Iron Bull knocks the stuffing out of Random Krogan Mercenary 14.
Grunt destroys Random Tal-Vashoth 24.
Those're the rules of fiction. 
I would phrase that sentence more along the lines of "depends almost entirely upon the whims of the writer", but yes.
You did hit a nail on the head; these are fictional characters and the outcome of any fight would be determined by the person that was writing it. Their intentions, their biases, the needs of the story as they see them.
If the good people at DC comics wanted to publish an issue where a normal human toddler with no super powers of any kind beat the living hell out of Batman or Superman, they're perfectly capable of doing that, because Batman and Superman don't actually exist; they're ink on a page and completely at the mercy of the person writing and the person drawing their story.
Having said all that, abuse of trope(the worf effect) doesn't exactly make for good writing. The Kai Leng example is a good case study. They hired a writer who knew jack all about the lore of the setting, read a quick summary about the species, and saw that krogan are the "tough guy" race, so he figured, "hey, having Kai Leng beat one of these things is gonna make my space ninja a super badass", when the whole thing just came off as being stupid. There are ways that it could have been done to make it cool and make Kai Leng come off as clever, but it was just a stab to the back of the neck in all defiance of krogan anatomy.

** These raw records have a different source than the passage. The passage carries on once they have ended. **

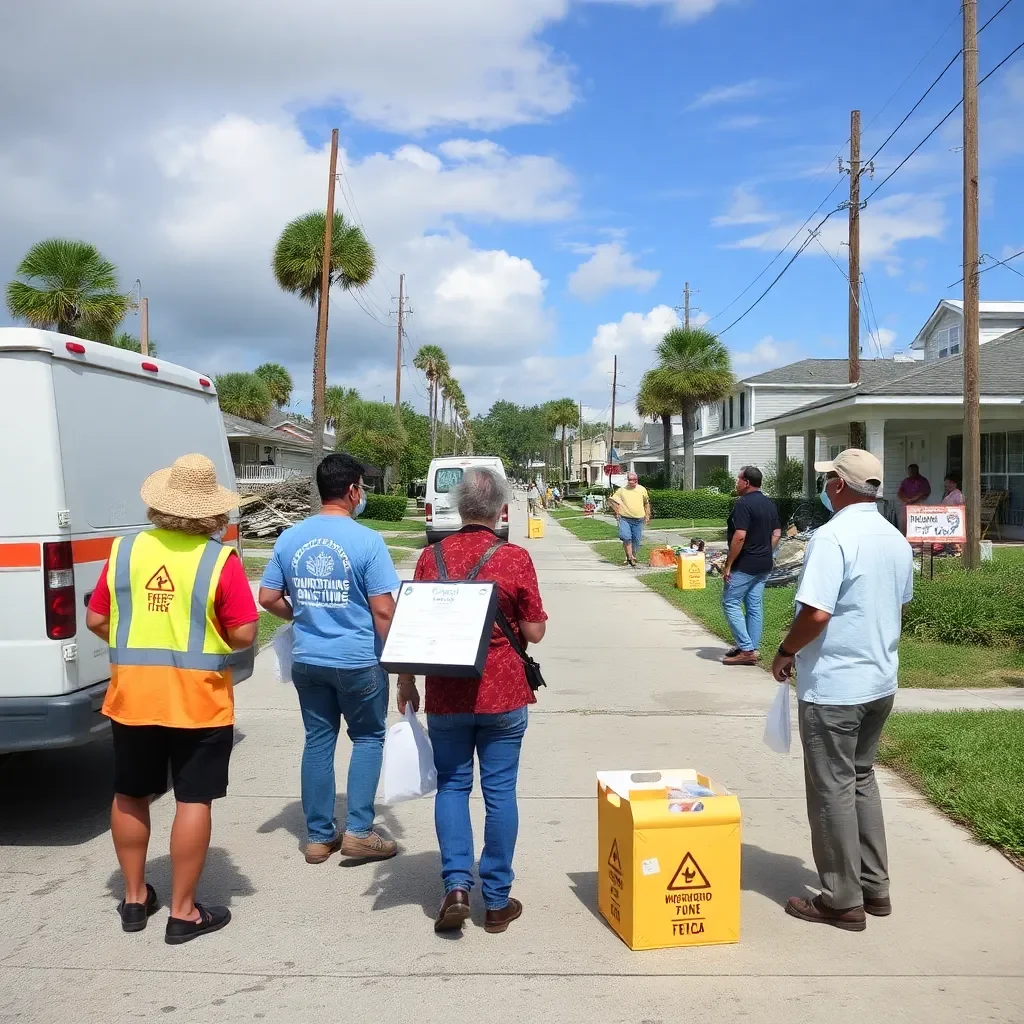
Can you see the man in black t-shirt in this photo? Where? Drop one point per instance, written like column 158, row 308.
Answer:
column 754, row 531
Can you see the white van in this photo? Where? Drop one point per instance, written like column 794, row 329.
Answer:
column 81, row 427
column 442, row 516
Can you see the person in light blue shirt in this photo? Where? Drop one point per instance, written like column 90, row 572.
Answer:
column 857, row 577
column 334, row 580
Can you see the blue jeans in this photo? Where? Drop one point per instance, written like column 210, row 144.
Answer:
column 325, row 696
column 631, row 531
column 497, row 739
column 745, row 590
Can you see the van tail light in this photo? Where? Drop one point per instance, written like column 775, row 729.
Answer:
column 58, row 590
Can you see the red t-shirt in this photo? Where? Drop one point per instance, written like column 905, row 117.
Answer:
column 233, row 603
column 503, row 686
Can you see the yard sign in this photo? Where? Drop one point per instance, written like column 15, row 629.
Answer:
column 940, row 523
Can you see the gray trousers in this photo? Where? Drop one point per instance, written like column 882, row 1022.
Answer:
column 848, row 835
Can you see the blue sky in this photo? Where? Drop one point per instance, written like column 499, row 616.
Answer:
column 547, row 172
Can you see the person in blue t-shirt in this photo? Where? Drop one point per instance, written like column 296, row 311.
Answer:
column 334, row 579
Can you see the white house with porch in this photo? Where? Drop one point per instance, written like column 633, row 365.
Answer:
column 918, row 417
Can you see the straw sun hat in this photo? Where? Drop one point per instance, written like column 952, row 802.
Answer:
column 188, row 488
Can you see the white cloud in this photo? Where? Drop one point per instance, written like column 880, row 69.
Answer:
column 742, row 122
column 884, row 225
column 730, row 93
column 745, row 209
column 609, row 266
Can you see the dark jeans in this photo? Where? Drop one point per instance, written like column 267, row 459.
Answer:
column 327, row 695
column 497, row 739
column 848, row 834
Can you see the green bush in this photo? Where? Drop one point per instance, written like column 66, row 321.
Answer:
column 690, row 505
column 389, row 508
column 961, row 607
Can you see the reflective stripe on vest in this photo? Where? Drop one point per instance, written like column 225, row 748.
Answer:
column 194, row 657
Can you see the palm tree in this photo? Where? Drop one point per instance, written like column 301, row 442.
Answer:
column 693, row 370
column 373, row 431
column 244, row 394
column 654, row 406
column 563, row 413
column 279, row 380
column 298, row 266
column 69, row 287
column 432, row 360
column 335, row 400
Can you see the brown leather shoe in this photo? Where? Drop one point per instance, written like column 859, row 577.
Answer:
column 878, row 906
column 742, row 657
column 374, row 847
column 316, row 853
column 454, row 911
column 498, row 921
column 814, row 910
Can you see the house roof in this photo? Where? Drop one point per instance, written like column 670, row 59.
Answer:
column 1000, row 366
column 832, row 373
column 991, row 309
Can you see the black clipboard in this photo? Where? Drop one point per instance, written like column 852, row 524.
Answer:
column 422, row 665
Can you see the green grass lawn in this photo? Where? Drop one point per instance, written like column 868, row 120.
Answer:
column 923, row 663
column 968, row 763
column 591, row 529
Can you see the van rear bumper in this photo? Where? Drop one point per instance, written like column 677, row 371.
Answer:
column 46, row 723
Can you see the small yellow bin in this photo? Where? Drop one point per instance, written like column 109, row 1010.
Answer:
column 667, row 877
column 690, row 571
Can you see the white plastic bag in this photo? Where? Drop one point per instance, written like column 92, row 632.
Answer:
column 409, row 770
column 777, row 723
column 282, row 643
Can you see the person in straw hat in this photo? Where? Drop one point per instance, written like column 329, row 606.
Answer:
column 173, row 603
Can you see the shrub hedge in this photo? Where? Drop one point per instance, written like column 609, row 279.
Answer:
column 388, row 508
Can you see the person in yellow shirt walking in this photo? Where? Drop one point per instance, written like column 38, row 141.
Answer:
column 632, row 507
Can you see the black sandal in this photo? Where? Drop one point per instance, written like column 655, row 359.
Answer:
column 135, row 915
column 211, row 919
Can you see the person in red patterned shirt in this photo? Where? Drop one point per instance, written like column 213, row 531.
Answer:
column 485, row 716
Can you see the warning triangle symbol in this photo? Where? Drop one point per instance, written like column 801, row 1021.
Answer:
column 689, row 876
column 161, row 581
column 613, row 860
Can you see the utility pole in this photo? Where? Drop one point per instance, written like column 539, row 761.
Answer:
column 856, row 440
column 614, row 382
column 143, row 328
column 972, row 412
column 397, row 356
column 320, row 351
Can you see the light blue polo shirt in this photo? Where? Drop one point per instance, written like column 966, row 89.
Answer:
column 859, row 568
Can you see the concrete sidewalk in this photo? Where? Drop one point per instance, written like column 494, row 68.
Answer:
column 633, row 684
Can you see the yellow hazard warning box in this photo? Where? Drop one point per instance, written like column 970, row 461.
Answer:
column 690, row 571
column 668, row 858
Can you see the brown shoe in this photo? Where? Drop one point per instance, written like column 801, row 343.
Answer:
column 454, row 911
column 742, row 657
column 316, row 853
column 498, row 921
column 878, row 906
column 814, row 910
column 373, row 847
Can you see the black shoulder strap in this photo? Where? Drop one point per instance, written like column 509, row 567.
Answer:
column 474, row 571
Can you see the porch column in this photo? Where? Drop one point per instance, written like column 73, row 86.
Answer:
column 875, row 441
column 810, row 454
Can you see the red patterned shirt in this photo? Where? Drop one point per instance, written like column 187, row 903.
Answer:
column 503, row 686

A lot of it is born out of overuse of the David vs Goliath trope which has long since been beaten to death; these days I'm honestly surprised when a big guy wins a fight in media because the only thing writers seem to think big, strong people are good for is getting their asses kicked to prove how strong the smaller, more relateable hero is. I imagine that at least part of it is revenge fantasies against school bullies.